The deadline is flexible, giving the UK just about enough time to change its Brexit strategy, hold an election, a referendum, or revoke Article 50.
But if the UK is still in the EU on June 1, Britain will have to participate in the May European Parliament elections like all other EU countries – which could prove a breaking point for the Conservative Party.
At a press conference last night, Theresa May repeatedly dodged questions about her future as Prime Minister, having staked it on delivering Brexit within two years, recently insisting she would not ask for an extension beyond June 30.
Britain “can still leave on May 22 and not hold those European parliamentary elections” she still insisted, if MPs support her withdrawal deal.
Whether the distaste at participating in EU elections will sway enough Tory Brexit hardliners at the ERG and the DUP to pass May’s Withdrawal Deal through parliament before June 30 remains to be seen.
The Prime Minister avoided questions about her leadership, instead blaming MPs for the repeated delays to Brexit.
Asked if she should apologise to the UK for still being in the EU, she snapped: “Over the last three months I have voted three times to leave the European Union.
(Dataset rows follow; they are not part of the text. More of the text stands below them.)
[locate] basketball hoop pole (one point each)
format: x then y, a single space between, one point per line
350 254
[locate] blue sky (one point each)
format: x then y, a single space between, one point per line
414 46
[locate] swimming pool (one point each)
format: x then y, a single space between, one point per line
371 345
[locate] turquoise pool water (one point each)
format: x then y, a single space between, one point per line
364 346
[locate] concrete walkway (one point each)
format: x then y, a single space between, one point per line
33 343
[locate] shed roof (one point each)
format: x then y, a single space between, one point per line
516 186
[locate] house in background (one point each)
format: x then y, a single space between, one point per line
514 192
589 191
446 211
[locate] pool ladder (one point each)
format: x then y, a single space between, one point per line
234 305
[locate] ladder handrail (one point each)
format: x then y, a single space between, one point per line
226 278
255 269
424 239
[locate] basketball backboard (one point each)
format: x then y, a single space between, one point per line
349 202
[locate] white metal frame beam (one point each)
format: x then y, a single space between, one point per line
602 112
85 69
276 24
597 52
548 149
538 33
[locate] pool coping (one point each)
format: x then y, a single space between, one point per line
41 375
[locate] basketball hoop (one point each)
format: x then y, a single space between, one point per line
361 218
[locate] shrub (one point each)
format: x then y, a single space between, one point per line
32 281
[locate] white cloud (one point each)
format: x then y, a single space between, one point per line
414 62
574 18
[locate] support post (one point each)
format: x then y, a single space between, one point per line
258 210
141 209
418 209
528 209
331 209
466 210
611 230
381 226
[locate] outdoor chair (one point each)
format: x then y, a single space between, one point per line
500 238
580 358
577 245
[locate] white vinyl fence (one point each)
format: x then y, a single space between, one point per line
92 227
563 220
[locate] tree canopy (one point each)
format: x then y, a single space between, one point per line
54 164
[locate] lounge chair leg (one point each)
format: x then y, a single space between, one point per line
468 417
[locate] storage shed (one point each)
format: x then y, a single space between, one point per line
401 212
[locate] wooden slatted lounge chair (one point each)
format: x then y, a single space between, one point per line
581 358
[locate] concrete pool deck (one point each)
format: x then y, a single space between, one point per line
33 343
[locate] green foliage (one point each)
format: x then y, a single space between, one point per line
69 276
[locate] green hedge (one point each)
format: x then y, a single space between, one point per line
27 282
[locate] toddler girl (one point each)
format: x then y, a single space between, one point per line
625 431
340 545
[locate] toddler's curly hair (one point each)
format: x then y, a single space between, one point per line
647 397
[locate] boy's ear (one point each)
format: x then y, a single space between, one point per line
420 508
If sufficient members of parliament had voted with me in January we would already be out of the European Union.”
Just three weeks ago, the PM vowed in the House of Commons that she could not “as Prime Minister” delay Britain’s departure from the European Union beyond June 30.
Now Britain will be have to participate in the European Parliament still, meaning it will have to take part in elections before the new parliament starts on May 1, the political fall out and blame game may reshape how MPs vote. – But will it be enough to end Theresa May’s career as Prime Minister or help her get her withdrawal deal a parliamentary majority to leave the EU before June?
It is now clear that no party has the political will to inflict a Brexit deal that does not reflect the promises of the leave vote of 2016, or the damaging havoc of a no deal Brexit. And also that the EU, despite their exasperation with the UK, have no intention to force the UK to leave the EU.
By Halloween 2019, the narrow victory of the 2016 EU referendum of 51.9% to 48.1%, with its undeliverable promises and breaches of electoral laws, will be over three years old, and much of the political will behind it has already evaporated as the complexities and realities of leaving the EU sink in.